Cross looked at the walls,
and up the hole.
Better yet…
“I wonder who’s buried here,” he said quietly.
“What?” Stone asked.
“This is a crypt, right?” Cross said. “Who’s buried here? Or what?”
“Who cares?” Stone said. Stone was an intimidating man, not so much from his impressive physical demeanor – his chiseled and dark skin had its share of scars and tattoos, he had an angular face, big eyes and a lean, quick frame – but because of his manner. Stone was generally quiet, and he chose his words carefully. He preferred to kill quickly and from a distance, and he rarely fraternized for any reason.

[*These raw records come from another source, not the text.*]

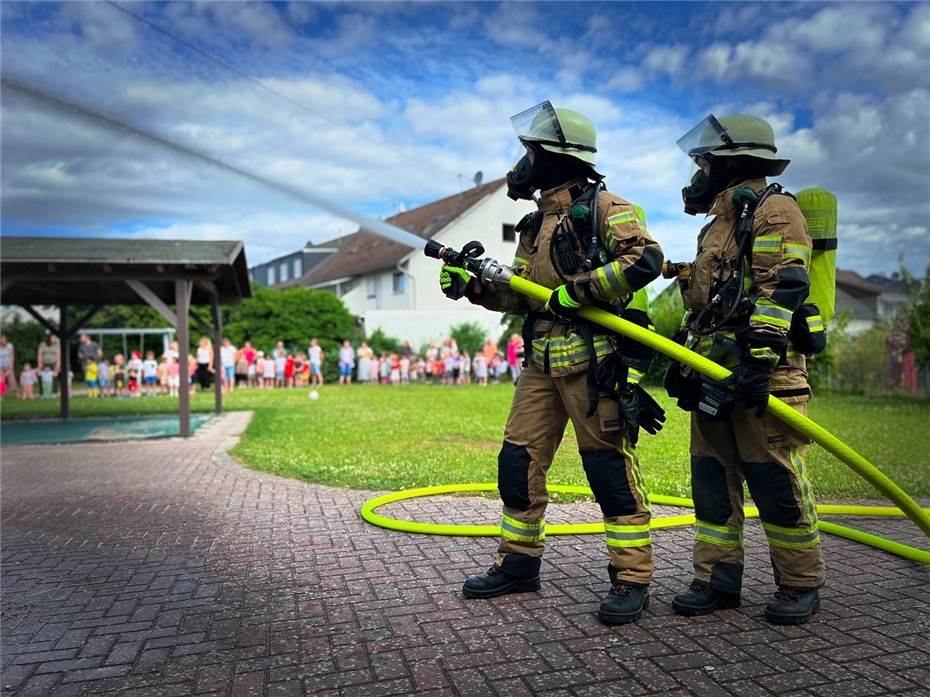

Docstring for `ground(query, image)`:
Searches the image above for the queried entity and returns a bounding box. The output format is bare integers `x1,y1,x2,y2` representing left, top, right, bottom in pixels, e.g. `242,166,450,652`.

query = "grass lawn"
0,385,930,500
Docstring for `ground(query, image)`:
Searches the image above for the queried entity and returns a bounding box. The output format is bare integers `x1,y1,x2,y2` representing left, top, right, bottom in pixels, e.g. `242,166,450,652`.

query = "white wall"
342,186,536,347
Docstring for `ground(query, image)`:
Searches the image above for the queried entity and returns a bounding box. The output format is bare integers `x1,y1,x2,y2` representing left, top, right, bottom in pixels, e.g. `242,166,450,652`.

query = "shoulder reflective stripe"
752,235,781,253
784,242,811,266
607,211,636,226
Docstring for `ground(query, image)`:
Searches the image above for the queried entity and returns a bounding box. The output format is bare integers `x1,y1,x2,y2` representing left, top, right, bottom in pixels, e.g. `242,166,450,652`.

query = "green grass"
0,385,930,500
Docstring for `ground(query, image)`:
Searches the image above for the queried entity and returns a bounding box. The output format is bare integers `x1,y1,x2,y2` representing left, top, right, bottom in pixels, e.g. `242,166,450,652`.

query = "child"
40,365,55,399
168,359,181,397
158,356,170,395
126,351,142,397
97,358,110,397
400,356,410,385
19,363,36,399
84,361,98,399
142,351,158,397
284,353,296,387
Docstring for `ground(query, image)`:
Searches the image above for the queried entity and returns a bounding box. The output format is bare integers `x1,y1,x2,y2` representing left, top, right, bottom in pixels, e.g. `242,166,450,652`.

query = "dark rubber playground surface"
0,414,212,445
0,414,930,697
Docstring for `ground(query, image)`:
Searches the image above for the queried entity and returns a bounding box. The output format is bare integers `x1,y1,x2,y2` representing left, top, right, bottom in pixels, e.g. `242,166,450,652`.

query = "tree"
449,322,487,354
223,288,359,377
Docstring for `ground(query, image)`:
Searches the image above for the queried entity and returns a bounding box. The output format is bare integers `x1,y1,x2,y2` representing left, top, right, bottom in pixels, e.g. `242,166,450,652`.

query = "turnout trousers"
691,401,824,593
497,363,653,585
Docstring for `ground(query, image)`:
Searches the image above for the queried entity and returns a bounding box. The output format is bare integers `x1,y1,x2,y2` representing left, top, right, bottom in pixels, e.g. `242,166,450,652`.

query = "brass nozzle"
662,259,691,278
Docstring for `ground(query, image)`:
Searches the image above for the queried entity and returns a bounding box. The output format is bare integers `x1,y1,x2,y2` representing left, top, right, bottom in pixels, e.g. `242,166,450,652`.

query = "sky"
0,2,930,275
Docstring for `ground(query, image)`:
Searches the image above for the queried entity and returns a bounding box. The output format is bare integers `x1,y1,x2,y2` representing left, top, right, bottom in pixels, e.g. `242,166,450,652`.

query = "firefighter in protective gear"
666,116,824,624
440,102,664,624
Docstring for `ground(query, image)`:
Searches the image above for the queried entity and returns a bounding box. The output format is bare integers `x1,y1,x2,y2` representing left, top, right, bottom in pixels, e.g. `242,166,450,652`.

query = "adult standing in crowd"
507,333,523,384
339,339,356,385
36,332,61,397
356,341,374,383
194,336,216,390
0,334,16,392
220,336,237,392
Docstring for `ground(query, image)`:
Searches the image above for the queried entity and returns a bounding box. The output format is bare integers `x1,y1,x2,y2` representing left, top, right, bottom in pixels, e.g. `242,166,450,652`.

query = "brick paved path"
2,414,930,697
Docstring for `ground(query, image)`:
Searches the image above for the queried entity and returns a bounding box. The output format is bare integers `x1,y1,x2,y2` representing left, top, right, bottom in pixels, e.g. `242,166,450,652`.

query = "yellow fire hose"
361,275,930,564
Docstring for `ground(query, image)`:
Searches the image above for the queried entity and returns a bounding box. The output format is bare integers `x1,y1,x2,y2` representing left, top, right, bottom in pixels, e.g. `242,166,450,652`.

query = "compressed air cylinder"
797,189,837,323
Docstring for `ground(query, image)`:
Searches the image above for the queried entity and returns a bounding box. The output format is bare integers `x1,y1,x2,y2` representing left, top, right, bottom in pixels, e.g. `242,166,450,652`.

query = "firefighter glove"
546,284,581,319
439,264,471,300
620,383,665,445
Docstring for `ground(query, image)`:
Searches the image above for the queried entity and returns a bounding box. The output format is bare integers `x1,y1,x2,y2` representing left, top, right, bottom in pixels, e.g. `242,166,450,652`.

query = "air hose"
361,245,930,564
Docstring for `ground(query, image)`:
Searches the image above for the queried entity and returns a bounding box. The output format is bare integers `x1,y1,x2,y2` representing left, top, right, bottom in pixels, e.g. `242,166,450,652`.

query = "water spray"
0,75,426,249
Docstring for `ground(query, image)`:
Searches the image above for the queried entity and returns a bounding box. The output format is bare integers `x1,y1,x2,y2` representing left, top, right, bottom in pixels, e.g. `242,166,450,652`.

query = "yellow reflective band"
752,235,781,254
501,515,546,542
607,211,636,227
784,242,811,268
694,520,743,547
749,298,792,329
598,261,633,300
604,523,652,547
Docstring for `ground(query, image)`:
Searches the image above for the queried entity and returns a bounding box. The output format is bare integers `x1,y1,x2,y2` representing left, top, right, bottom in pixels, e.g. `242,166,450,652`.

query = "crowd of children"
4,335,523,399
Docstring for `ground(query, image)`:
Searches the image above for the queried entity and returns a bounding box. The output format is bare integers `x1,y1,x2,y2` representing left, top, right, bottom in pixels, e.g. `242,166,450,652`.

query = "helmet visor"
510,99,565,146
676,114,733,158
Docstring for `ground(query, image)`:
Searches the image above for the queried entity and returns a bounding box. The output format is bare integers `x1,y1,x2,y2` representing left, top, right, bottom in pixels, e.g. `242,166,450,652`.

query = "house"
253,179,535,346
836,269,907,334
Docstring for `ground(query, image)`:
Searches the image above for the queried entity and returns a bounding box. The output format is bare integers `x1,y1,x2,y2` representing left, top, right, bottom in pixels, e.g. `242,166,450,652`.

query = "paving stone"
0,414,930,697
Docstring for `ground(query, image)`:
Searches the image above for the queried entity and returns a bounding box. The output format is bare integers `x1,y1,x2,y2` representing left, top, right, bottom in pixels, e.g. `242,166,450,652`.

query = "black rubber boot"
462,564,539,598
597,566,649,624
672,579,740,617
765,588,820,624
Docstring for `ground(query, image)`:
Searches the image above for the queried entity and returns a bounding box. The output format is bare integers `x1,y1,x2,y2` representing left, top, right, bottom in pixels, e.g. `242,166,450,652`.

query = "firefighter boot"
462,554,540,598
672,579,740,617
597,565,649,624
765,587,820,624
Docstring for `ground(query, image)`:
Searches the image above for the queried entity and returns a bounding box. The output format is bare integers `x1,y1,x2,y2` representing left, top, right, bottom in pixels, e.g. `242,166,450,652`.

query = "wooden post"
210,294,223,415
174,281,191,438
58,305,71,419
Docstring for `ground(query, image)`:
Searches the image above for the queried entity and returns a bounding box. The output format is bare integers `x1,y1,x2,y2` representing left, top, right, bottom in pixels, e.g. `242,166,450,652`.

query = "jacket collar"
536,177,586,213
707,177,767,218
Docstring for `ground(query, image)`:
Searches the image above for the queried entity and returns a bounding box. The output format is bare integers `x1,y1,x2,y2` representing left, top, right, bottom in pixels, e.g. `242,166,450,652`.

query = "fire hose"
361,241,930,564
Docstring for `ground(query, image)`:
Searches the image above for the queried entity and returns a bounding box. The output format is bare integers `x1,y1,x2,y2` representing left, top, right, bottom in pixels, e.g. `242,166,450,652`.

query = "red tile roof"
290,178,505,286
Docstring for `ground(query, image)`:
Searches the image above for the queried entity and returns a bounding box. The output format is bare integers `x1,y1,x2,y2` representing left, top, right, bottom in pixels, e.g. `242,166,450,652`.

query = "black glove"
727,347,778,417
439,264,471,300
619,383,665,445
546,284,581,319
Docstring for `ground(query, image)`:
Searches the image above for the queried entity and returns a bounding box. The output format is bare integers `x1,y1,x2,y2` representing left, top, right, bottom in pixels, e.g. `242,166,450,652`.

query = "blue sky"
2,3,930,274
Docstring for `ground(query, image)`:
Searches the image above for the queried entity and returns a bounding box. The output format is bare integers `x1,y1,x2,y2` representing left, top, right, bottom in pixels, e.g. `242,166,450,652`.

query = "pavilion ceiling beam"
126,281,178,328
68,305,103,337
20,305,61,336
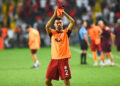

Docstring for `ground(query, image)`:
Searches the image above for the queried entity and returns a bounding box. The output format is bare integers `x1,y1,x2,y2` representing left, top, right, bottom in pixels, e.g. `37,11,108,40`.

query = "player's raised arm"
63,11,75,30
46,9,57,34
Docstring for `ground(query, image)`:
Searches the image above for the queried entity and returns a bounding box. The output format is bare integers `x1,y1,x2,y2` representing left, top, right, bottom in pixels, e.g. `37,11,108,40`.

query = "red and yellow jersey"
88,26,101,44
28,28,41,49
49,28,71,59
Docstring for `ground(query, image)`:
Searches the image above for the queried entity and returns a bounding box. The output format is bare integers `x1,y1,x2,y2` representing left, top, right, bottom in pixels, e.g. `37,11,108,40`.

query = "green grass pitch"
0,46,120,86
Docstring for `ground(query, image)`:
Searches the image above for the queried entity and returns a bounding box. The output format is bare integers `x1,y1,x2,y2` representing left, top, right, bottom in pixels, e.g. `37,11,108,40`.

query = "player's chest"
52,33,67,42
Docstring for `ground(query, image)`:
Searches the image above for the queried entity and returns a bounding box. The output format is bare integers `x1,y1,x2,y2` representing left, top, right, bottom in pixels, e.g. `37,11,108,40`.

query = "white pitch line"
70,47,120,67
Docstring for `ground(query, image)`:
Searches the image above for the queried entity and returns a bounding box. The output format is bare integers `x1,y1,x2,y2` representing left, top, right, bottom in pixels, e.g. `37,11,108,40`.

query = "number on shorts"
64,66,69,76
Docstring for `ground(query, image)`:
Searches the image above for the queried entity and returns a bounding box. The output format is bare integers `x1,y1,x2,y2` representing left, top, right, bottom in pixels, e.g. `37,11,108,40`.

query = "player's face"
83,22,87,27
98,21,104,27
54,20,63,31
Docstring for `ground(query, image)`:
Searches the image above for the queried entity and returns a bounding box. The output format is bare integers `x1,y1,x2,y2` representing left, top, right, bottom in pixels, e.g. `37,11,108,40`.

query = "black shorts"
31,50,37,54
80,40,88,50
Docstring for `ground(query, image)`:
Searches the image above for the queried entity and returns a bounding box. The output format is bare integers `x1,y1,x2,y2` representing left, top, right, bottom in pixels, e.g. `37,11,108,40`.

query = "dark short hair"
81,20,87,25
55,17,62,20
26,25,31,29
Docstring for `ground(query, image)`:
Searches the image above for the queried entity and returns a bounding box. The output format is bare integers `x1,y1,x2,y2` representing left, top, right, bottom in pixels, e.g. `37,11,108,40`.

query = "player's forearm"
63,11,74,24
46,15,56,29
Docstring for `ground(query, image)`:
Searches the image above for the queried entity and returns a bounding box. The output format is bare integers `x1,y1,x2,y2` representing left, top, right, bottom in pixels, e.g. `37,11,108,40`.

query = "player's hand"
53,8,57,16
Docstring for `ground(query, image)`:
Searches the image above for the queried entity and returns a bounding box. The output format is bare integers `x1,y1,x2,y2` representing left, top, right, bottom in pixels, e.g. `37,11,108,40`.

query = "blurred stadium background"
0,0,120,48
0,0,120,86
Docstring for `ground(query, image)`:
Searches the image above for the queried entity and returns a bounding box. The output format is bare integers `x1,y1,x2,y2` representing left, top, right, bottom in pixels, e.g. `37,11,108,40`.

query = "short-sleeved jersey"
49,28,71,59
102,29,111,43
28,28,41,49
88,26,101,44
114,25,120,51
79,27,88,40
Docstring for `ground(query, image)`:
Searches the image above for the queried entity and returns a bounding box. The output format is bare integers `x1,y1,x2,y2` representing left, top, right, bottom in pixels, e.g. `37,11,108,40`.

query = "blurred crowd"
0,0,120,48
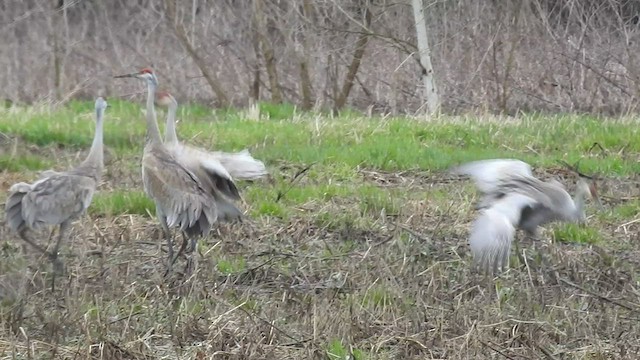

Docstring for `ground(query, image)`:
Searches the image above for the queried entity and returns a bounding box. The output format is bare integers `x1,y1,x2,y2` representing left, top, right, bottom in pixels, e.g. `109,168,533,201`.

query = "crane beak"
113,72,140,79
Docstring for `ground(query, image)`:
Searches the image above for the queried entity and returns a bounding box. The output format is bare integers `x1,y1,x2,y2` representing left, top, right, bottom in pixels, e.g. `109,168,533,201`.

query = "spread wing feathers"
497,176,571,209
206,149,269,180
451,159,533,194
167,144,240,199
469,193,537,273
5,172,96,231
199,159,240,200
142,152,218,235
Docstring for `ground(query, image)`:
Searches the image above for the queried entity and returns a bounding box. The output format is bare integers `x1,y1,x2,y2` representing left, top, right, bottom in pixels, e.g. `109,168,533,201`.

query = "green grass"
0,99,640,359
89,190,156,216
0,100,640,175
553,224,602,244
0,154,52,172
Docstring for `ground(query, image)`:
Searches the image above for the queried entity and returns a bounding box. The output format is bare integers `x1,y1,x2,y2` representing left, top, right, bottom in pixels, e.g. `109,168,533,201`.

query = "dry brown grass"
0,147,640,359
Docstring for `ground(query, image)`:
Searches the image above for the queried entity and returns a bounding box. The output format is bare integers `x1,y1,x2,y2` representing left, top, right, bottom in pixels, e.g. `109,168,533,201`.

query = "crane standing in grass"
5,97,107,273
452,159,600,272
156,91,267,221
116,69,240,274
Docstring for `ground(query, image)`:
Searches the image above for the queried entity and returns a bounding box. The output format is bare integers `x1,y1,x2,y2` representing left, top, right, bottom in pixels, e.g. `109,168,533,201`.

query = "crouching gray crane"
452,159,600,273
156,91,268,180
116,68,240,275
5,97,107,273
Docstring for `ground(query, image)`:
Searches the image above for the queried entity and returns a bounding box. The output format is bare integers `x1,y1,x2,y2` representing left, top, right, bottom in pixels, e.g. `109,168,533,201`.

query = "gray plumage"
5,97,107,268
156,91,267,221
157,91,268,180
117,69,239,271
452,159,597,272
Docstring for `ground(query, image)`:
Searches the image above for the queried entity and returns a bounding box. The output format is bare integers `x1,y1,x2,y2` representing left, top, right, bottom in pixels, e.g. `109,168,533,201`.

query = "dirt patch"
0,165,640,359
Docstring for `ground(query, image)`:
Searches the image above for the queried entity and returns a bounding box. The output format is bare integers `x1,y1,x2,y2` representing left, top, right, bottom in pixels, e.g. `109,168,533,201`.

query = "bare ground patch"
0,161,640,359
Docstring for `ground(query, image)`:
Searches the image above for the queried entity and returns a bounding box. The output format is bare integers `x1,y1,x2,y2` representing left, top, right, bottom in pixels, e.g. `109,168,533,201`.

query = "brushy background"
0,99,640,360
0,0,640,360
0,0,640,114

“You should,” Cross said. “We all should. It might be useful to know why Red came down here.”
“I think it’s a bit late to worry about that now,” Stone said.
“Which way?” Morg asked Snow.
“That way,” she said as she extended her hand. Her blank eyes stared ahead. “Margrave…Red…went that way.”
Stone took the point, and when he pulled open the stone door Cross felt something right away: a charnel presence, a corrupted arcane energy signature that he recognized from his experience in the field.
“There’s Crujian technology in here,” he said, aware that his own eyes were glowing now, set alight by his spirit. “It’s probably coming from suits of hexed combat armor.” He focused. “There are at least four vampires waiting for us there. Maybe more.”
“This door has been opened recently,” Graves said after he looked at it for a moment. “It used to be sealed up tight.”
“All right, then,” Morg said. “Look sharp.”
Stone took a breath, and stepped through the door.
NINE
HOLE
The squad stepped into a long and wide-open dark corridor. They were beneath the shallow lake, in an open catacomb of rust-colored rock, broken iron machines and dank sarcophagi covered in mold and mildew. Thick green fluid dripped from the ceiling. The air was cloying and rich. Shallow streams of stagnant water flowed between rows of open stone coffins. Narrow planks of rusted steel bridged the symmetrical isles of the dead. The water reflected the orange-yellow glow of Kray’s lamp and turned the air gritty, so that looking around was like peering through an ashen haze. Crumbling pillars of steel and mortar and clusters of rotted pipe supported the high-vaulted ceiling, which stood at least twenty feet over their heads.